After the sales, the university will carry about $815 million of outstanding debt — of which 62%, or $461 million, is reimbursed by the state. While the student fee bonds are built into that figure, the state actually reimburses the school at a higher rate of around 80% of debt service.

The largest single piece of the $181 million consolidated revenue series — $39 million — will finance the construction of an athletic facility at the university’s flagship campus in Bloomington. The project includes the construction of the Hoosier Education and Performance Center, a new Basketball Development Center, and a new Baseball/Softball complex.Proceeds from that series will also fund the completion of the research complex on the Indianapolis campus. The project will join together two research institutes into one campus that will serve the School of Medicine, the second-largest medical school in the country.

“We are putting a lot of strategic focus on life sciences, and it aligns with the state of Indiana and the pharmaceutical industry here,” McCourt said.

The research complex is part of the school’s ongoing partnership with the pharmaceutical giant Eli Lilly & Co., which is headquartered in Indianapolis.

“IU’s research activities, with a significant portion medical-related and conducted at the Indiana University Purdue University Indianapolis campus, are a key strategic focus for the university,” wrote Moody’s analyst Diane F. Viacava in the agency’s rating report.

Viacava cautioned that the university would likely face growing competition for research funding, but noted that the diversity of the university’s funding sources — including the Lilly Foundation — would continue to be a strength for the school. “We expect IU will maintain a strong competitive research position,” Viacava wrote.

Proceeds from the consolidated revenue bonds will also finance two student housing facilities that will provide nearly 800 beds and to renovate the University Place Hotel for the Indianapolis campus, which the school purchased with commercial paper funding last year.

Proceeds from the student fee bonds will be used to finance a variety of projects, including a new science building, heating plant, medical education center at the Fort Wayne campus, as well as a new cyber-infrastructure building that will house data from the school’s supercomputer.

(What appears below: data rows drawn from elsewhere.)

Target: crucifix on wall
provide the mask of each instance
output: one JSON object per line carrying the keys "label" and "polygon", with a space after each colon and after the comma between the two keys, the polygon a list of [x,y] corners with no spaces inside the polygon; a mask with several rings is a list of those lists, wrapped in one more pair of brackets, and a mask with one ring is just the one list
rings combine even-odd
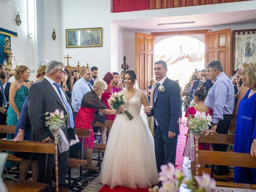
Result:
{"label": "crucifix on wall", "polygon": [[122,64],[121,67],[122,69],[124,69],[124,71],[126,71],[126,69],[128,69],[129,68],[129,66],[128,66],[128,65],[126,65],[126,57],[124,56],[124,64]]}
{"label": "crucifix on wall", "polygon": [[68,65],[68,59],[71,59],[71,57],[68,56],[68,55],[67,55],[66,57],[65,57],[64,58],[64,59],[67,59],[67,60],[68,60],[68,66],[69,66],[69,65]]}

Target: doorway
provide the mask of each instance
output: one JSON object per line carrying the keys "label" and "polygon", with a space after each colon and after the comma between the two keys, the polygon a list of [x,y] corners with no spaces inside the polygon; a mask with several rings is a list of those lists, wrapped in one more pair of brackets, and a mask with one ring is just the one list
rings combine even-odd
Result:
{"label": "doorway", "polygon": [[[167,76],[178,80],[182,88],[188,82],[196,69],[204,68],[204,34],[198,38],[187,36],[174,36],[158,41],[156,36],[154,60],[163,60],[167,64]],[[199,36],[203,36],[203,38]]]}

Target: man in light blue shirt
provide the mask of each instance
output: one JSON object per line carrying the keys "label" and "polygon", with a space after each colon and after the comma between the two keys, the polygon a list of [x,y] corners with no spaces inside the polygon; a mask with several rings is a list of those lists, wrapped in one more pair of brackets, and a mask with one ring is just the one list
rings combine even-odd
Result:
{"label": "man in light blue shirt", "polygon": [[[223,72],[222,64],[219,60],[212,60],[205,68],[210,80],[214,81],[204,102],[204,104],[213,110],[212,130],[214,133],[227,134],[235,104],[234,85]],[[212,146],[214,151],[227,150],[226,144],[212,144]],[[214,172],[220,175],[228,173],[229,170],[227,166],[218,166],[214,168]]]}
{"label": "man in light blue shirt", "polygon": [[92,90],[92,86],[90,83],[92,79],[92,71],[89,68],[83,70],[82,78],[76,82],[72,91],[72,106],[75,114],[78,112],[81,107],[82,99],[87,92]]}

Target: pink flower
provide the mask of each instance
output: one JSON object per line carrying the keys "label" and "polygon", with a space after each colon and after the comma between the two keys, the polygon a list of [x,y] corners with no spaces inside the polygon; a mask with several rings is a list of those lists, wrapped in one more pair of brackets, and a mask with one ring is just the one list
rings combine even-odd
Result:
{"label": "pink flower", "polygon": [[216,182],[214,179],[211,178],[209,174],[203,172],[202,176],[195,176],[195,178],[198,182],[199,188],[204,188],[205,192],[214,191]]}

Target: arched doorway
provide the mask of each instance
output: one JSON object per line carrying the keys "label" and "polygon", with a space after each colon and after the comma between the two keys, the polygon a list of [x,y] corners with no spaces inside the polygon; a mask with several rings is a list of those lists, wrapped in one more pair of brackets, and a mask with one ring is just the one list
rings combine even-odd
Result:
{"label": "arched doorway", "polygon": [[179,80],[182,87],[196,69],[204,68],[204,43],[194,37],[173,36],[161,40],[155,45],[154,55],[155,61],[166,61],[167,76]]}

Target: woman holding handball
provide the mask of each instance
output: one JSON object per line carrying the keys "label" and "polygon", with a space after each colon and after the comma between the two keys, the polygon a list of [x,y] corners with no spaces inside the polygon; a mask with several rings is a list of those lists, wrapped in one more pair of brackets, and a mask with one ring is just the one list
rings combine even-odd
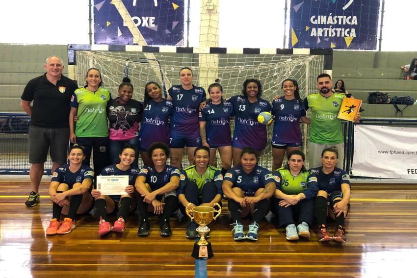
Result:
{"label": "woman holding handball", "polygon": [[300,150],[303,144],[300,120],[310,124],[306,117],[306,110],[300,97],[297,81],[287,78],[281,84],[284,96],[272,101],[272,114],[274,117],[272,132],[272,156],[273,172],[280,168],[286,151],[289,153],[294,150]]}
{"label": "woman holding handball", "polygon": [[232,103],[223,99],[223,87],[213,83],[208,86],[210,99],[199,114],[200,135],[203,146],[210,148],[210,165],[214,165],[216,149],[222,160],[222,174],[232,166],[232,139],[230,118],[233,112]]}
{"label": "woman holding handball", "polygon": [[235,96],[228,101],[233,106],[235,123],[232,143],[233,165],[240,164],[242,150],[247,146],[253,147],[259,157],[266,146],[266,127],[258,121],[262,112],[270,112],[271,105],[261,99],[262,84],[256,79],[246,79],[243,82],[243,96]]}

The projects informally mark the end of capital plans under the former administration. Last summer, Michael McRobbie took over as president and the university has since started to draft a new master plan that will include future borrowing, though not likely for the next 12 to 18 months, McCourt said.

“Our plans are so tightly aligned to economic development in the state there will be some adjustments but we’re trying to be prepared for the future,” McCourt said.